Nil Sine Labore: Nothing without Labour

He’s always been an active person but Zac Leow, now 29 years of age, got into the marathon game only four years ago; a decision he shares to be spurred by his undergraduate studies in Sports Physiology. “After all, I am in the sports industry, I wanted to practice what I preach and lead by example.”

“I loved the challenges presented by a marathon,” he mused. “The determination needed during training, the discipline needed on a daily basis and the pain that comes with every step taken.” “A marathon is a very honest race,” he explained to us over an email interview. “You reap what you sow.”

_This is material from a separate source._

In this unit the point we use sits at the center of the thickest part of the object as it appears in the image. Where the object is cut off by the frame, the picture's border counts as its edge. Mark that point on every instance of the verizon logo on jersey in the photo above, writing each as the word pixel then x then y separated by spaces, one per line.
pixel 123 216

Leow was training ten sessions a week, raining from 400m repeats to 35km long runs with his then university, University of Western Australia’s Triathlon Club. He had clocked his personal best of 2 hours and 59 minutes at the 2012 Kobe Marathon in Japan and was hoping to quality for the 2015 SEA (Southeast Asian) Games that was set to be held on Singapore soil. The chances of Leow qualifying was very high.

But just as he was finding his stride in running long distances, Leow found all his dreams and hard work come crashing down one fateful day in late 2013. A fatal bicycle accident left Leow’s spine fractured and his spinal cord damaged. Despite being fully conscious and aware of the blood pooling around his body by the ride of the road, Leow found that he was unable to move. Fortunately, a couple of passers-by witnessed the accident and sent for help.

At the hospital, however, Leow’s fortune wasn’t quite as bright. “I was told during my first prognosis that I could be permanently paralysed for the rest of my life. I was told that I am a C1 incomplete spinal cord injury patient.” And that was the good news. Had the damage been just a millimetre higher, Leow would have died on impact.

Just like that, Leow’s life took for a turn. Simple tasks such as buttoning his clothes or putting on his pants was a task insurmountable. He was upset, frustrated and angry. “Daily activities such as brushing my teeth and feeding myself were a huge challenge,” Leow lamented. “Getting around in a wheelchair also meant that people would look at you differently too, especially when it’s your 68-year-old Dad wheeling you.”

Leow would have easily continued living life like this, full of self-pity and anger but one day, Leow had an epiphany that turned his life around. Determined to stop comparing himself to how easily he used to use his limbs, Leow changed his mentality and that made all the difference. “I reminded myself that it takes time for babies to learn what they know,” he explained. “I likened myself to a baby learning all over again and went on to learn new skills everyday, focusing on one skill at a time.”


One and a half years later, Leow is back on the track. He has recently taken part in the Triathlon Western Australia Time Trials, coming in at 6:04:9, a medal timing based on the previous Asian Para Games (APG). He’s training hard and on route to take part in this year’s APG held in Singapore.

IMG_5716Leow may have had to let go of his dream of participating in this year’s SEA Games but he hasn’t given up on his dream to represent Singapore. It’s three months to APG and we cannot wait to see him fulfil his unwavering goal. “If it ain’t challenging, you ain’t trying hard enough,” Leow says, with a laugh. Well said Leow, well said.